In this solution, XOSoft would be responsible for replicating the Exchange data and file share between the nodes. In the event of a server failure the XOsoft software would fail the solution to the second machine which contained all of the current data. Arcserve would provide backup. This solution filled all the requirements for the project.

However, after everything was built and testing began he found 2 major issues. Failover between the nodes took over 30 minutes and one of the nodes sporadically rebooted itself without warning.

Thus began the 3 weeks of constant troubleshooting that completely engrossed my friend and kept him from his regular duties for his company. For the most part, he did everything right during his troubleshooting. He tried to make the server generate warnings and errors. He contacted Microsoft and Computer Associates to open trouble tickets. He researched other known issues and dug through the servers with a fine tooth comb.

About 3 days after the problems started he called me to get my take on the situation. Since XOSoft had only recently released a version that was supported on Windows 2008 I recommended a Broadsword of rebuilding the whole solution on Windows 2003. Unfortunately, he was dead set on his original solution and continued to fight it for another 2 weeks.

I went by to help him and found that the failover problem was being caused by TCP/IP settings on the Domain Controller and that Arcserve was crashing the passive node due to an incompatibility with Windows 2008.

This case study is a perfect example of the Time vs. Results problem that many engineers and IT professionals are subject to.

My friend dedicated countless hours of troubleshooting and frustration to this problem. He was constantly harassed by his management and fell way behind on his duties because his ego wouldn’t allow him to start over with a better tested OS version.

People who are good troubleshooters often find it difficult to STOP working a problem until they find the solution. They take it personally and refuse to accept that the root cause may be out of their control.

In most cases, this is good thing! It is that unwillingness to admit defeat that drives them to learn new things and find unique solutions to otherwise unsolvable tasks. In fact, when hiring a technical person, that is the single most important trait that a company will look for.

Ego is what makes a good troubleshooter.

Being able to let go of one’s ego is what makes a GREAT troubleshooter.

Take this following scenario:

There are 4 Edge servers in a DMZ. It takes one of these servers 4 times longer to deliver mail than the other 3. You log into the server and there is nothing obviously wrong. You turn up logging, enable performance monitoring and monitor the server for an hour. You find some events that may or may not be related and spend 2 hours researching them before realizing they are expected errors. Now, you start comparing this server to the others to see what is different and again find nothing obvious.

At this point you have probably spent over 3 hours troubleshooting an Edge server that can easily be rebuilt on the same (or new) hardware and re-integrated into your environment. It is time to stop troubleshooting this issue and use a broadsword.

- There is no guarantee that spending more time troubleshooting will provide any new information.

- The broadsword will probably take under 2 hours to complete.

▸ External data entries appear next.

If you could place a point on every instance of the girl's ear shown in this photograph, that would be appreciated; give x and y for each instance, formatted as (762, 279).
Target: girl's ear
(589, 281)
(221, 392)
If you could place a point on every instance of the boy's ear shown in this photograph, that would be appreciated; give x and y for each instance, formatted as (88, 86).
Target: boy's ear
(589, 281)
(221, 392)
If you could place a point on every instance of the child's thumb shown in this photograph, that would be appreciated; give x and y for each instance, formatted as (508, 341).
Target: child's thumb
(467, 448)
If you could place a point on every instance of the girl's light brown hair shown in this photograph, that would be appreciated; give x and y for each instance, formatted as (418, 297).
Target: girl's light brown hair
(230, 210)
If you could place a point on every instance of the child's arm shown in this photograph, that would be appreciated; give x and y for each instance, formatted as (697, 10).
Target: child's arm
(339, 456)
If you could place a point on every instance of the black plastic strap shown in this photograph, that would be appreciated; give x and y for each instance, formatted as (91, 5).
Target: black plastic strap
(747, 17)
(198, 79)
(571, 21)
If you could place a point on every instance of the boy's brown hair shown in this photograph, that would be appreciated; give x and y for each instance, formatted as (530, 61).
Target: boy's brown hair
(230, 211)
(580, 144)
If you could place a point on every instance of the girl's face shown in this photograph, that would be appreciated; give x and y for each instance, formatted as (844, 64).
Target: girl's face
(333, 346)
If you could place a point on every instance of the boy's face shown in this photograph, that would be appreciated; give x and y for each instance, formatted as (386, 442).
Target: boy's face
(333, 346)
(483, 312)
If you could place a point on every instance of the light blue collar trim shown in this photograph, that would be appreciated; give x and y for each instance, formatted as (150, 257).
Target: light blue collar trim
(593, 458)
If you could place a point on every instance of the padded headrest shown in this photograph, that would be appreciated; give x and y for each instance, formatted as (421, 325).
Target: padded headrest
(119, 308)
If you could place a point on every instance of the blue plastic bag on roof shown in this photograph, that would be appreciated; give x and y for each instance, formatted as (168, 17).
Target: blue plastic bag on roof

- There is minimal collateral damage in this case.

- If the issue returns on the same hardware you have essentially ruled out software as the problem.

- If the issue returns on different hardware you have ruled out hardware as the problem.

So by using a broadsword technique of rebuilding the server, you have either fixed the issue or cut the number of potential causes in half. This is most likely far more than could have been accomplished by additional troubleshooting in the original state.

Downsides

There are other potential downsides to using a Broadsword. The main one being that it makes definitive Root Cause Analysis impossible or far more difficult. This is usually the case when multiple changes are made at the same time. In some situations it is more important to get a fix and get it fast. While in others the need to understand why the issue occurred in the first place takes precedence.

So whether or not RCA is required should always factor into the decision to make a sweeping change.